What turned this whole thing on its head was the quote from my mom that I wrote above. I did a lot of thinking about that and sadly, it's very true, especially when you're Jewish. As far as I can tell, there's a large majority of us, including yours truly, who have been brought up to distrust and stay away from anyone that's not Jewish, and even, in some extreme cases, less religious Jews. This is heading into familiar territory despite all my efforts to the contrary, so I'm going to veer hard left and take this into a less confrontational direction, for once.

I've lived in a bubble all my life. My three main places of residence over my 23 years of existence have been Israel, YU, and my parents' house in the Five Towns aka Jew Bubble, USA. As sad as this may sound, it wasn't until recently that I realized that there are places in the world where Jews live 30 minutes from the nearest kosher restaurant and there's only one shul within walking distance. Pathetic, right? But I'm a product of my environment and that's all I ever knew. I'm positive that a large majority of you guys reading this recognize that you grew up in the same exact way, and the rest of you just haven't realized it yet. This is the nature of the Jewish community, at least in New York and it's biggest suburb, New Jersey (BAM!). We're so insular and isolated and I know that I unleash arbitribe after arbitribe (you do know what "arbitribe" means, don't you?) about how we need to be closer as a global community but this is not what I'm talking about. Being sheltered is the exact opposite of what I'm always trying to get across. Yes, I think that as Jews we should love one another and have each other's backs against outside threats but does that mean that we can't love, or at least like, the outsiders as well? Accepting someone even though he's not Jewish is basically the next step up from accepting someone even though he's less/more religious than you.

Listen, before you rain the haterade on me, I'm not one of those crazy liberals that says we should love everyone unconditionally no matter what they do. I very much dislike the Arab terrorist that blows himself up in the streets of Jerusalem and takes 12 people with him. I'm not too fond of the fanatical chareidi who tosses a bucket of bleach on a poor unsuspecting girl because she's wearing a color other than black white, or grey. I take issue with the white, middle-class American man who steals from his company to pay off his gambling debts. My point in all of this is that I decide how I feel about a person based on how they behave, not what they look like or what ethnicity or religion they belong to. At least I make a sincere effort to live that way. Every now and then I get caught up in appearances, but I'm only human. At least I try.

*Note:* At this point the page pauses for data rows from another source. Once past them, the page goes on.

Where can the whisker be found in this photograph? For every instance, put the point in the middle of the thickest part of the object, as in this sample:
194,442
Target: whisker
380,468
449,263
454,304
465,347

I think that tolerance is something the world needs to be educated on. Not blind, naive acceptance of anyone and everyone; you need to use common sense and maybe stay away from the neighborhood drug lord, but only because he's a drug lord, not because of his race or beliefs. Really to sum this all up, I just think that it's important to make judgments on a person based on who they are as a person, not what they look like or what they believe in.

And now, to shift gears without using the clutch, we have some big changes coming up here at Arbitribe, so keep on the lookout for an announcement post sometime soon. You'll know it's the one because it won't be posted on a Wednesday. GASP!!